On Thu, 15 Oct 2009, Máirín Duffy wrote:
Seth, I understand your argument, and I do understand visioning Fedora to be
a proving ground for leading technology. However, I don't believe
'leading-edge' is mutually exclusive with 'usable.' There's a spectrum within
leading-edge where it's too unstable to be usable v. leading edge at just the
right sweet spot / pace that it's still functional. Couldn't we aim for the
latter?
We have to AIM at all, first. That's what this discussion has been about.
You can't aim for something without know what the target is. And your aim
improves if you can distinguish the target from the background and other
tangential items.
What's the point of being leading-edge if it's so hard to use that nobody can
actually check it out, learn from it, appreciate it? It's like a shopkeeper
opening up a shop with amazing unique products, but keeping erratic and
unposted hours, yet somehow expecting to have happy loyal customers and to
make a profit. She'll have a limited population of extremely loyal customers,
but feel frustrated that she seems unable to expand. Is that where Fedora is
today?
I suspect fedora is like a shop filled with a hodgepodge of goods where
and a title on the outside that says 'STUFF!' and no one knows WHY to go
inside, let alone what they'll find when they get in there.

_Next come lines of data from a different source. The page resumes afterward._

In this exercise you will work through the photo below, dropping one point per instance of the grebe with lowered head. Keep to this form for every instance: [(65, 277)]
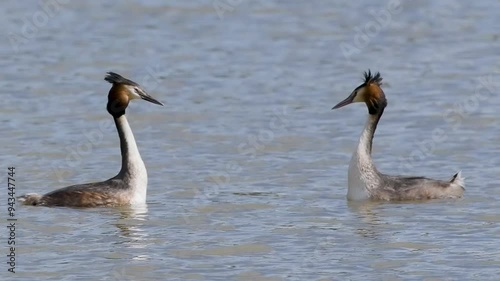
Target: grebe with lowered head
[(364, 180), (130, 185)]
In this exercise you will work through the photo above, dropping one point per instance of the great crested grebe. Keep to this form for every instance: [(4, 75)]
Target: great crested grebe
[(364, 180), (130, 185)]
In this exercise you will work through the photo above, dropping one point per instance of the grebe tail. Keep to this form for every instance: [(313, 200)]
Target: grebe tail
[(364, 180)]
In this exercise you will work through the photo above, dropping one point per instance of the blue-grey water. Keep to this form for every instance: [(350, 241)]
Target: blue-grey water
[(247, 163)]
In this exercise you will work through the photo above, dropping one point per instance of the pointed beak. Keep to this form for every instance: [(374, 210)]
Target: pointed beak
[(345, 102), (145, 96)]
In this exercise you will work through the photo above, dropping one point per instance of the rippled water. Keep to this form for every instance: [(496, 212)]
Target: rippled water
[(247, 163)]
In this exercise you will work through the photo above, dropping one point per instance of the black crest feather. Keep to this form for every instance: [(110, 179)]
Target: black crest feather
[(115, 78), (369, 78)]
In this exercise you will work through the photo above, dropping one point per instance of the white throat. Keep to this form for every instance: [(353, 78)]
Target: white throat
[(362, 176), (133, 171)]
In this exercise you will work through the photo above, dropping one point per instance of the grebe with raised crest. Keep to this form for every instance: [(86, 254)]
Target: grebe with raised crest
[(364, 180), (130, 185)]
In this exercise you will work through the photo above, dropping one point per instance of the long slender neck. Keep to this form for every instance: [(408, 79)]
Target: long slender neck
[(365, 141), (132, 164)]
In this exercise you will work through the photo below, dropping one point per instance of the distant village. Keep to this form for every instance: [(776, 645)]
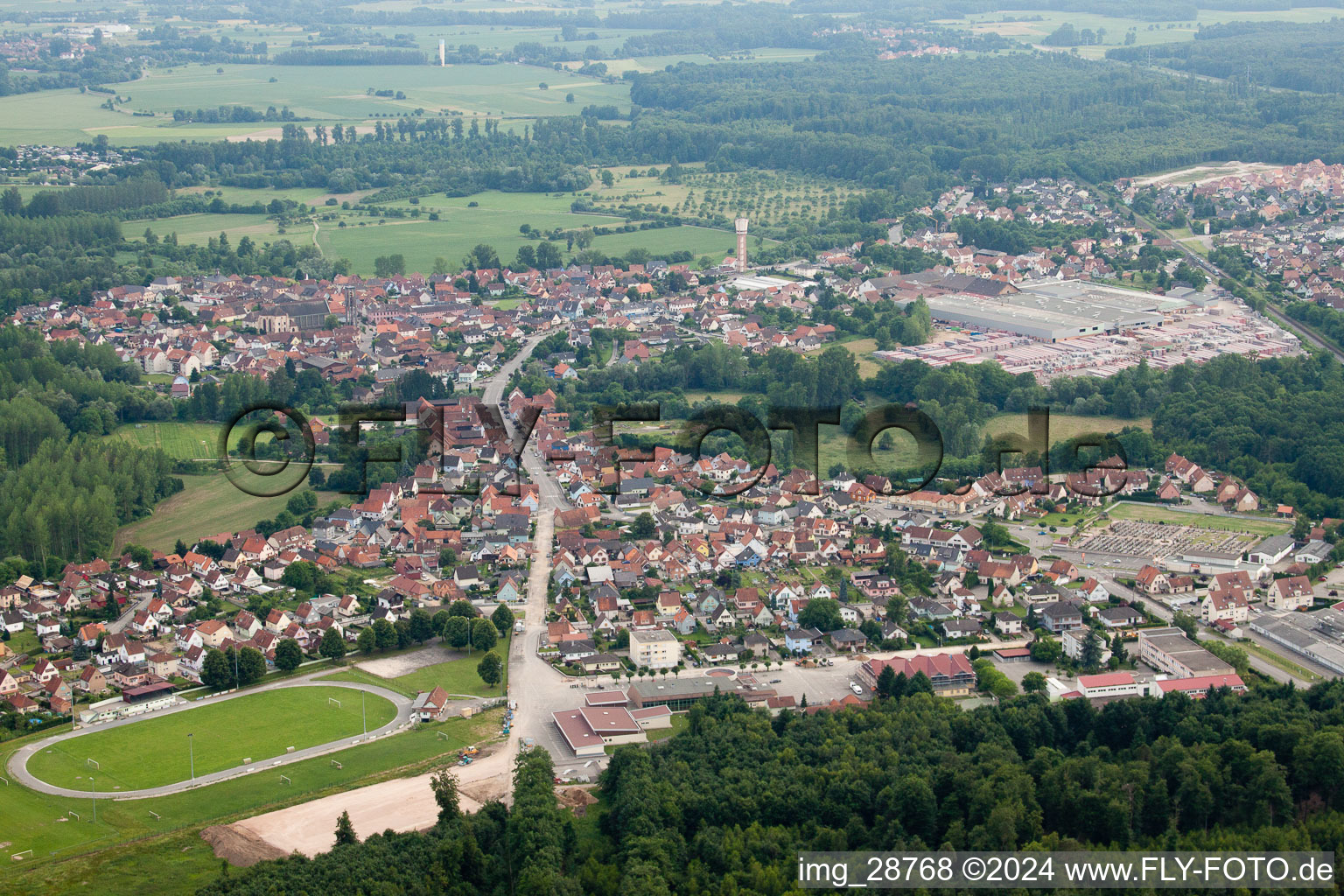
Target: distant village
[(647, 574)]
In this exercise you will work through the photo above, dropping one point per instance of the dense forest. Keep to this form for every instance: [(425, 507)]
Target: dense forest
[(1256, 54), (63, 492), (729, 803)]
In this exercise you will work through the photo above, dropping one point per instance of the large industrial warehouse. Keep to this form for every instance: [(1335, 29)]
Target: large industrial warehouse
[(1054, 312)]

I don't go into random knick-knack shops looking for shoes or food. I go
to shoe stores or restaurants (respectively).
What should the sign above fedora say? Programs! Software! ?
I have a bachelor's degree in computer science, a master's degree in
human-computer interaction, and I have been using Linux since I was in high
school. I love technology - many women are addicted to shoe-shopping, but I'm
instead addicted to shopping new electronic gadgets. Software freedom is
essentially my religion, and I've reserved a big chunk of my heart and soul
for Fedora.
I don't think anyone here has ever questioned your cred. :)

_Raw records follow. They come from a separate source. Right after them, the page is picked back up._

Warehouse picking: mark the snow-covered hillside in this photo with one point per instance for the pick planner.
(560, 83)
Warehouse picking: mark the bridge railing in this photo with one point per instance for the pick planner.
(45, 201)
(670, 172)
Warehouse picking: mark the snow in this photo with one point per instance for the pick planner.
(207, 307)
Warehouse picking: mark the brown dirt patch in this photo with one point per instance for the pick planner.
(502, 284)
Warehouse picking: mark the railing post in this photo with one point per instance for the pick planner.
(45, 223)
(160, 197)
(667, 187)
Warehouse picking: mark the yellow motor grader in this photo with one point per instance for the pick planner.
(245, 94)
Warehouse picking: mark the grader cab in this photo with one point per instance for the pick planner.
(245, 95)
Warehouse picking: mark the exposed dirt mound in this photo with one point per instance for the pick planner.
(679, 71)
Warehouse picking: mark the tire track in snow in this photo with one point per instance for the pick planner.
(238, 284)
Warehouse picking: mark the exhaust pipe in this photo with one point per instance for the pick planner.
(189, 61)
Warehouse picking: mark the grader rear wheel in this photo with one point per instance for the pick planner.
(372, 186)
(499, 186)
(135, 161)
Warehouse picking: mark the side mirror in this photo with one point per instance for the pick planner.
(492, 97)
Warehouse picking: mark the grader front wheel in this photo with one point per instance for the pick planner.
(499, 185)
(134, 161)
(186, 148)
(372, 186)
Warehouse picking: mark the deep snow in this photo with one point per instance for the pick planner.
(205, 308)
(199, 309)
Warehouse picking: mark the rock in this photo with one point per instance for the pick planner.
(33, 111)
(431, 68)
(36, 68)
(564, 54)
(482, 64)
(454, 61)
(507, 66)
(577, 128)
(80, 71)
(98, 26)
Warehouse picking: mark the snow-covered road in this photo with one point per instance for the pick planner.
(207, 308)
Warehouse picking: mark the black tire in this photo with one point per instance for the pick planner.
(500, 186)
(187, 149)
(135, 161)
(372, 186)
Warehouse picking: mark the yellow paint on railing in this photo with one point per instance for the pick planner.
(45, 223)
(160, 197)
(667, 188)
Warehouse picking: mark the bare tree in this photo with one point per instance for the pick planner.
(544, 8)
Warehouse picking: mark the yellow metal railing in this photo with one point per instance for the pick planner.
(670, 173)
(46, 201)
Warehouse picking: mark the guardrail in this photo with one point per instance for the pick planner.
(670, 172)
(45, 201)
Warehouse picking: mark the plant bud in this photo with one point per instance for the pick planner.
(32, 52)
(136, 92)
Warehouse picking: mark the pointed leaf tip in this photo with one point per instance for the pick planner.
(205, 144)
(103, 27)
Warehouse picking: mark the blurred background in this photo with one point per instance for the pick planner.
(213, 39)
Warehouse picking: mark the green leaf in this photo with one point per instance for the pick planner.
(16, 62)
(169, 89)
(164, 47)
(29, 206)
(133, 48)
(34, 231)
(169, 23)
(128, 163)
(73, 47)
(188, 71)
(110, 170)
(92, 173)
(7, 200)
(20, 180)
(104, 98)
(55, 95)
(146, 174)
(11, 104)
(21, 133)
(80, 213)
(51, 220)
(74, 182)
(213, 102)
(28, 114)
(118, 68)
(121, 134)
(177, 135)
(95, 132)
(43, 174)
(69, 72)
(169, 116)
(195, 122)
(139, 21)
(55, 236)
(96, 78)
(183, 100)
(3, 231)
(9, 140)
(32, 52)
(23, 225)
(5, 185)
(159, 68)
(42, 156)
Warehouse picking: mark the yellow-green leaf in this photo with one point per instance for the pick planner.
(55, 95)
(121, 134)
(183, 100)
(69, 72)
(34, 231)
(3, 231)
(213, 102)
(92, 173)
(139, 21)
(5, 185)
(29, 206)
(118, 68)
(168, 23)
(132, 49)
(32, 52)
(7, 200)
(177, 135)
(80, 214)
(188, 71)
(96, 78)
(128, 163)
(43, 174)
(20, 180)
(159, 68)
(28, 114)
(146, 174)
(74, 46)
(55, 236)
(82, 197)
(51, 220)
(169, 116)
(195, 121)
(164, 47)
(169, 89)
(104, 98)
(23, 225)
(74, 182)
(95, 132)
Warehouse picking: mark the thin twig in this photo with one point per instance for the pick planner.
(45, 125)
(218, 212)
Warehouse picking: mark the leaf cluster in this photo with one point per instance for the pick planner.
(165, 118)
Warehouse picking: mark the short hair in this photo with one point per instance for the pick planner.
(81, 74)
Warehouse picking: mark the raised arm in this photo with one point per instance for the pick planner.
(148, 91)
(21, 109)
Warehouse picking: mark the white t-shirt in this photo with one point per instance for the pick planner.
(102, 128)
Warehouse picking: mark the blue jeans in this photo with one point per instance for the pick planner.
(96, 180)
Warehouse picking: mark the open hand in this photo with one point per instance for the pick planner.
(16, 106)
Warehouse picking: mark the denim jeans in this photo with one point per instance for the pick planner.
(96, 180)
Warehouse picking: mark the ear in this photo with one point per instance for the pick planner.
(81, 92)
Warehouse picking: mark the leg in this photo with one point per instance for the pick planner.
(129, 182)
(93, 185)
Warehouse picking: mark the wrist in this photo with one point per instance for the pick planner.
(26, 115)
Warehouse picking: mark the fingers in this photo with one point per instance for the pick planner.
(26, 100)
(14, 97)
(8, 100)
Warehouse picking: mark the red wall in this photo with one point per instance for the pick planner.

Yet I am NOT happy to live with the scenario described in the postscript
below. If *I* have a hard time dealing with it, how do we expect people who
aren't total Fedora groupies and religious about free software to deal?
And I think the point that Mike and I have been making on this list is
that given the claimed goals of fedora we shouldn't expect people who are
not religious about free software and heavily involved to get ANYTHING out
of fedora.
In short we have a choice:
1. change the goals of fedora
OR
2. tell people we are intending for a small segment of the over
population and those folks who are not in that segment and/or are not
interested in becoming a member of that segment are NOT in the righr
place.
We don't get it both ways.
p.s. I use Fedora 11, not rawhide. While I was typing this email, my battery
reached 3% capacity and gnome-power-manager prompted me to plug in my AC
adapter. Instead of charging the battery, which certainly had enough juice
for me to continue on (10 unplugged minutes left), plugging in the AC adapter
triggered the machine to go into suspend. I was interrupted for 5+
blood-rising minutes while I waited for the machine to go into suspend,
waited for it to settle, then hit a key to prompt it to come back. Then I had
to attempt 6 or 7 times to get the fingerprint reader to unlock the
screensaver dialog because GNOME screensaver doesn't let me type in my
password with fingerprint enabled. I then had to re-connect my network, type
in my keyring password, and re-connect to my VPN. Finally I was able to get
back to this email.
Note this is F11, and F11 is supposed to be a stable Fedora release. If my
machine didn't play well with suspend (it occasionally crashes while
suspending and never comes back), I would have lost all of my open work on
this machine just now.
This is maybe the 10th time this suspend scenario has happened to me with
gnome-power-manager in the past month or so. I've lost quite a bit of work
due to it. What can I do? I am powerless except to train myself to always
keep my laptop plugged in (not great for my battery), and when I can't and my
power runs low, I must drop everything I am doing, save ALL of my work, shut
the computer down, plug it in, and then turn it back on.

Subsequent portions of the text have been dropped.